The database will be uploaded to: `s3://renan-peres-datasets/finance/americas.db`

In [None]:
# Upload americas.db to AWS S3
import boto3
import os
from botocore.exceptions import NoCredentialsError, ClientError

def upload_to_s3(local_file_path: str, bucket_name: str, s3_key: str) -> bool:
    """
    Upload a file to AWS S3 bucket
    
    Args:
        local_file_path: Path to the local file to upload
        bucket_name: Name of the S3 bucket
        s3_key: S3 object key (path within bucket)
    
    Returns:
        bool: True if upload was successful, False otherwise
    """
    try:
        # Initialize S3 client (uses AWS credentials from environment or AWS config)
        s3_client = boto3.client('s3')
        
        # Check if file exists locally
        if not os.path.exists(local_file_path):
            print(f"Error: Local file {local_file_path} does not exist")
            return False
        
        # Get file size for progress tracking
        file_size = os.path.getsize(local_file_path)
        print(f"Uploading {local_file_path} ({file_size:,} bytes) to s3://{bucket_name}/{s3_key}")
        
        # Upload file with progress callback
        def progress_callback(bytes_transferred):
            percentage = (bytes_transferred / file_size) * 100
            print(f"\rProgress: {percentage:.1f}% ({bytes_transferred:,}/{file_size:,} bytes)", end='')
        
        s3_client.upload_file(
            local_file_path, 
            bucket_name, 
            s3_key,
            Callback=progress_callback
        )
        
        print(f"\n✅ Successfully uploaded to s3://{bucket_name}/{s3_key}")
        
        # Generate public URL (if bucket allows public access)
        s3_url = f"https://{bucket_name}.s3.us-east-2.amazonaws.com/{s3_key}"
        print(f"📍 Public URL: {s3_url}")
        
        return True
        
    except NoCredentialsError:
        print("❌ Error: AWS credentials not found.

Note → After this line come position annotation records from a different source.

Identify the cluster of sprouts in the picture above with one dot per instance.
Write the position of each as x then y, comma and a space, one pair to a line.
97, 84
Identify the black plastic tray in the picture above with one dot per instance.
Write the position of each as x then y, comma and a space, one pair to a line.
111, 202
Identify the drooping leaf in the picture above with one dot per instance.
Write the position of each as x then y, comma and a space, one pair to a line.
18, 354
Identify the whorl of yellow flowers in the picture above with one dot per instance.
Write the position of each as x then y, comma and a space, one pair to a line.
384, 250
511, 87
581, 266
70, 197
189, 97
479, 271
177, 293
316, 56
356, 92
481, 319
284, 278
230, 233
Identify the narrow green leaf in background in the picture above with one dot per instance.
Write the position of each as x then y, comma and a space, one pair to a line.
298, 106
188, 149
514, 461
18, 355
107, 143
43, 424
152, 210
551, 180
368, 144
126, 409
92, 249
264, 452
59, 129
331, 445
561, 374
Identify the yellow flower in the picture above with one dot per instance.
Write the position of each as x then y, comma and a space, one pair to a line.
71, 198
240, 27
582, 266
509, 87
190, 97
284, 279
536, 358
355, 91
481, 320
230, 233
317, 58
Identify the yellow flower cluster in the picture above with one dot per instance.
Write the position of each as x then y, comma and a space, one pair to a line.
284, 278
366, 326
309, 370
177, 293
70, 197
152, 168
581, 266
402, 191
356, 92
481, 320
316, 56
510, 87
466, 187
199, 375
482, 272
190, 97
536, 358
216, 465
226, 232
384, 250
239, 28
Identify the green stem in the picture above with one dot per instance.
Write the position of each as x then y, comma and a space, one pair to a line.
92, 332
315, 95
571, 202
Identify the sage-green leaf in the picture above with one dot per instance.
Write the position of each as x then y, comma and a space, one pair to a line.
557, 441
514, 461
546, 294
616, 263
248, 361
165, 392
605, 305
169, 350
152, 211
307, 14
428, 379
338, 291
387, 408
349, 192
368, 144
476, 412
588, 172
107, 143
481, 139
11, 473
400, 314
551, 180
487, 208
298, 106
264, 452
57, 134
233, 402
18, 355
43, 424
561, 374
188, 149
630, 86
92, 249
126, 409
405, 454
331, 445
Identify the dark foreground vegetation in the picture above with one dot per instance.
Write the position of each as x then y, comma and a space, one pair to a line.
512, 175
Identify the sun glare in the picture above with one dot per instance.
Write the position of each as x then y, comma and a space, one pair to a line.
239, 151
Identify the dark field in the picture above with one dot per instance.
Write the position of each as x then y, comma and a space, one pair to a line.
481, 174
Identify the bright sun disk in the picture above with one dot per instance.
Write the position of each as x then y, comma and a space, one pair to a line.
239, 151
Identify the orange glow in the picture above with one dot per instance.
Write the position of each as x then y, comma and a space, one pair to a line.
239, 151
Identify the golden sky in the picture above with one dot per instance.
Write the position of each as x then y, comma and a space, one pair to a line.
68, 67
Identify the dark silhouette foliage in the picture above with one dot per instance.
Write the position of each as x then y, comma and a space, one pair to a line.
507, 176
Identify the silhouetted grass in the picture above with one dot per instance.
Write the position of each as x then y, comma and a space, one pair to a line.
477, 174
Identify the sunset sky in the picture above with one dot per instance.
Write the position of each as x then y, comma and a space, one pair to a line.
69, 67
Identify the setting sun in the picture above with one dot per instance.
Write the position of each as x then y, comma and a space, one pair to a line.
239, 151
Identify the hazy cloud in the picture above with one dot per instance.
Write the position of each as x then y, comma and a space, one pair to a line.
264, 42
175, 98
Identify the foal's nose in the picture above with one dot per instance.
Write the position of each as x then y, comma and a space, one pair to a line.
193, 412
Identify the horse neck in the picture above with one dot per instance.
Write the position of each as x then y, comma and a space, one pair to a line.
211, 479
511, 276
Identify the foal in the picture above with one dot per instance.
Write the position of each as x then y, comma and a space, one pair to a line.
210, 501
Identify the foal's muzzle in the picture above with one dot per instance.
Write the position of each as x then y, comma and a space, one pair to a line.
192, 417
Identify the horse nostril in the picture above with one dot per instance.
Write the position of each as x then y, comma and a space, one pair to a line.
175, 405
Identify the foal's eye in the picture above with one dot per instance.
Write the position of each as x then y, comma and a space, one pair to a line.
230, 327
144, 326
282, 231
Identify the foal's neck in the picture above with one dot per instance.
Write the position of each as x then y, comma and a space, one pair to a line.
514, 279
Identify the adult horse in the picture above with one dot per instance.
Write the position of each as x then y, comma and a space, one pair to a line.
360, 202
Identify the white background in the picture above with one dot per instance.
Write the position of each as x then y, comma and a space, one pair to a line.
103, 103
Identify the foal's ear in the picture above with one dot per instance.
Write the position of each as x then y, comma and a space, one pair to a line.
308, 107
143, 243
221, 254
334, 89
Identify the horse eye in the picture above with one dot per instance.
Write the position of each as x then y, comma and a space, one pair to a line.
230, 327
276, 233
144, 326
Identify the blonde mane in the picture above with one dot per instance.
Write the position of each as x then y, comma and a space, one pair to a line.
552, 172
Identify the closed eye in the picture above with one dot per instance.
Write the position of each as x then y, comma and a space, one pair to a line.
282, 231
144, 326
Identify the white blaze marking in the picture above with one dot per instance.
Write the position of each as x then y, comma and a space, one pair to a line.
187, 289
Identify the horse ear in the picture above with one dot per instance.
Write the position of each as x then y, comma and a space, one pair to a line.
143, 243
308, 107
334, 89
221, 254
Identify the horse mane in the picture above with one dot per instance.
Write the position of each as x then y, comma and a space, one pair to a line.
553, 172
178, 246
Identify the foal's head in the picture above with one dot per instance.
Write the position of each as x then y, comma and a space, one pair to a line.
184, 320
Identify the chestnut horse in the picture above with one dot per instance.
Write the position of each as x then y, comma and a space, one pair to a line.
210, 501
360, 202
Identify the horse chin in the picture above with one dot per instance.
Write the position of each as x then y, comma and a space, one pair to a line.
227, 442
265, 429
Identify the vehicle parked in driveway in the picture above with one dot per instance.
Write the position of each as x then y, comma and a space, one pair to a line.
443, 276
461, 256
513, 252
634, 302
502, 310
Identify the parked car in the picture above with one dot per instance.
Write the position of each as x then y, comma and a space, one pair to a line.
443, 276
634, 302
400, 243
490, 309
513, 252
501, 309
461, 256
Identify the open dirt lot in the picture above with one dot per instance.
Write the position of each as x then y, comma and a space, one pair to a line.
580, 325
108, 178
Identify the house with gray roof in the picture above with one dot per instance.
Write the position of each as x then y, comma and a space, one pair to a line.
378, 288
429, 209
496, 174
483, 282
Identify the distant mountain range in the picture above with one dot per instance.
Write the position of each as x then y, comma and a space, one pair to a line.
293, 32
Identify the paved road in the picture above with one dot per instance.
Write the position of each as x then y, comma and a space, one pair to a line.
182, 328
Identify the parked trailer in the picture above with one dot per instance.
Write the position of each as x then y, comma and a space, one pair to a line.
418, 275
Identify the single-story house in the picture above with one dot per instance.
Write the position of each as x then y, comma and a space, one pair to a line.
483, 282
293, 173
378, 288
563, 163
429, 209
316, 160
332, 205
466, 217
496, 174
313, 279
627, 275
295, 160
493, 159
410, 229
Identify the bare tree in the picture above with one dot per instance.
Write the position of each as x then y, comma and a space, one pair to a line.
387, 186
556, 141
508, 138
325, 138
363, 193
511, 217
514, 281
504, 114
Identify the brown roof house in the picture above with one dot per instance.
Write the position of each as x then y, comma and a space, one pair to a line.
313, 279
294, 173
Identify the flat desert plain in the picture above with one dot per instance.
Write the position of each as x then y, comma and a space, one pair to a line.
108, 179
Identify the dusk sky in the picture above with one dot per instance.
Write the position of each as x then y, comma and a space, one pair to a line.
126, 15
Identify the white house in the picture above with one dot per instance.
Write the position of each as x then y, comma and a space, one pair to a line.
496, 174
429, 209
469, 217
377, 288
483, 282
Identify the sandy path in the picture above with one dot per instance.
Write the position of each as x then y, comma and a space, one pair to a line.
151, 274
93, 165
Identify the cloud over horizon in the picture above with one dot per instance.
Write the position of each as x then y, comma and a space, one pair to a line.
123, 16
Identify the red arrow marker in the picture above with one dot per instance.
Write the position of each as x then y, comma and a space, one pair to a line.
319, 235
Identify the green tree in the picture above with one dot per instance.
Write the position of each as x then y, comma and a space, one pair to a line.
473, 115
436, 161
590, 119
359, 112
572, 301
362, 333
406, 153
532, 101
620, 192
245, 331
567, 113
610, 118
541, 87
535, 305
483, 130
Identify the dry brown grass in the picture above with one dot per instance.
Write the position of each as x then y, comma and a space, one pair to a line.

Please configure AWS CLI or set environment variables:")
        print("   - AWS_ACCESS_KEY_ID")
        print("   - AWS_SECRET_ACCESS_KEY")
        print("   - AWS_DEFAULT_REGION (optional)")
        return False
        
    except ClientError as e:
        error_code = e.response['Error']['Code']
        if error_code == 'NoSuchBucket':
            print(f"❌ Error: Bucket '{bucket_name}' does not exist")
        elif error_code == 'AccessDenied':
            print(f"❌ Error: Access denied to bucket '{bucket_name}'. Check your permissions.")
        else:
            print(f"❌ AWS Error: {e}")
        return False
        
    except Exception as e:
        print(f"❌ Unexpected error: {e}")
        return False

# Configuration
LOCAL_DB_PATH = '../americas.db'
S3_BUCKET = 'renan-peres-datasets'
S3_KEY = 'finance/americas.db'

# Verify database exists before upload
if os.path.exists(LOCAL_DB_PATH):
    print(f"📊 Database file found: {LOCAL_DB_PATH}")
    
    # Get database stats before upload
    import duckdb
    try:
        con = duckdb.connect(LOCAL_DB_PATH)
        tables = con.sql("SHOW TABLES").fetchall()
        total_rows = sum(con.sql(f"SELECT COUNT(*) FROM {table[0]}").fetchone()[0] for table in tables)
        con.close()
        
        print(f"📈 Database contains {len(tables)} tables with {total_rows:,} total rows")
    except Exception as e:
        print(f"⚠️  Could not read database stats: {e}")
    
    # Upload to S3
    success = upload_to_s3(LOCAL_DB_PATH, S3_BUCKET, S3_KEY)
    
    if success:
        print("\n🎉 Americas financial database successfully uploaded to AWS S3!")
        print("🔗 Access your data at: https://renan-peres-datasets.s3.us-east-2.amazonaws.com/finance/americas.db")
    else:
        print("\n❌ Failed to upload database to S3")
        
else:
    print(f"❌ Database file not found at {LOCAL_DB_PATH}")
    print("   Please run the data collection cells first to create the database.")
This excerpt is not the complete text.